E0771.lmb tumor cells were orthotopically injected into wild type mice (Cdh5-CreERt2) or mice with the Shbgene conditionally deleted in EC (Shbflox/flox/Cdh5-CreERt2). This Cre transgene also deletes Shb in some HC [22]. There was no difference in tumor growth until day 14 (Fig. 1) at which ulcerations started to appear over some tumors prompting tumor resection. When the mice were sacrificed three weeks later, visual inspection of lungs revealed increased lung surface metastasis in mice with Shb absent in EC (Fig. 1). (103-114)
The tumor vasculature was investigated since vascular leakage is important for metastasis and the Shb gene has been shown to influence several EC and pericyte parameters. (121-123)
Considering the possibility that tumor immune responses may play a role in tumor metastasis, we.. (156-157)
To determine if these changes would reflect the situation at the lung metastatic seeding sites, we immune profiled lung CD45+ cells in parts of the lungs heavily colonized by tail vein injected tumor cells. As was the case in the primary tumor, the areas colonized by tumor cells exhibited an increased percentage mMDSC cells (Fig. 4) without affecting the presence of Tregs. (180-184)
and compared the results with those of HC deleted Shb using Vav1-Cre as a control to exclude off target effects of Cdh5-CreERt2 in HC. (190-192)
The gene expression data have been presented according to established roles as immune response genes (Ifng [23] and Il10 [24]), MDSC recruiting and/or expanding cytokine/chemokine genes (Csf3, Cxcl1, Ccl2[13, 25, 26]), immune checkpoint genes (Ctla4 and PD-L1=Cd274) and Th2 genes (Gata3, Il5 and Il13). (202-205)
Thus , the manuscript has been extensively organized and text inserted into discussion and methods:
The reduction of Th2 gene expression was an effect clearly discrepant from that previously observed using a global Shb KO. In that study we observed an increased Th2 response [27, 28], which is compatible with the finding of increased Il5 expression in CD45+ tumor cells in HC Shb KO mice. The discrepant EC Shb KO response thus reflects effects on tumor infiltration of cells expressing Th2 cytokines. (253-257)
Since the Cdh5-CreERt2 transgene also deletes Shb in some HC, we needed a control to distinguish between EC and HC cell-autonomous effects. Rather than completing whole body irradiation and bone marrow transplantation, we decided to use the Vav1-Cre transgene to obtain almost complete Shb gene deletion in all HC. (337-341)
Round 2
Reviewer 2 Report
Authors have only partially modified their paper; however, they have clarified the main points.
I suggest to revise carefully the text for some minor mistakes; I also suggest a little change:
Discussion
Page 7, Line 190 the phrase “The data indicate that the main…” should be replaced by “The data suggest that the main…”
Author Response
The suggestions have been carefully addressed. Page 7, line 156, "indicate" has been replaced by "suggest" as requested.

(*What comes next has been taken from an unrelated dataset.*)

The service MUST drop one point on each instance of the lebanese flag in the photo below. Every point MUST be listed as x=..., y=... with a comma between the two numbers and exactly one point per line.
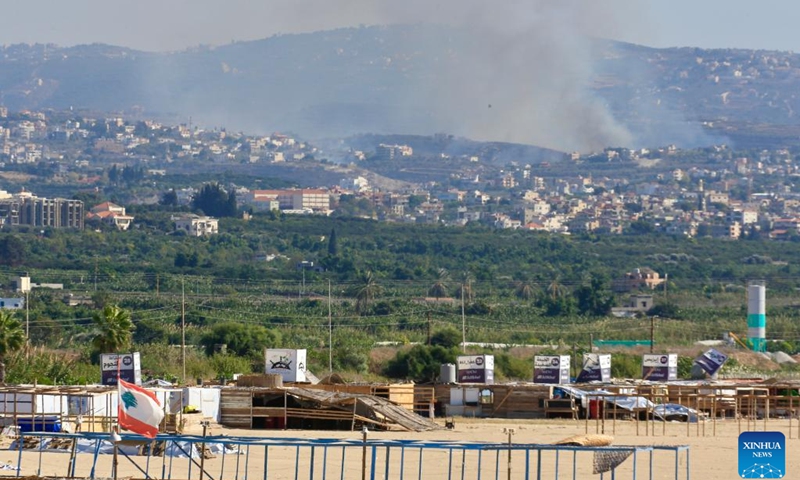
x=138, y=410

The manuscript has been proof read and minor mistakes corrected. On page 2, line 57, of has been replaced by in.
page 2, line 64, "role" has been deleted.
Page 2, line 74, "means" changed to " mechanisms"
Page 5, line 188-189, "affected" changed to "being affected".
Page 6, line 198, "off-target"
page 6, line 220, "the effect"
We thank the reviewer for observing these errors.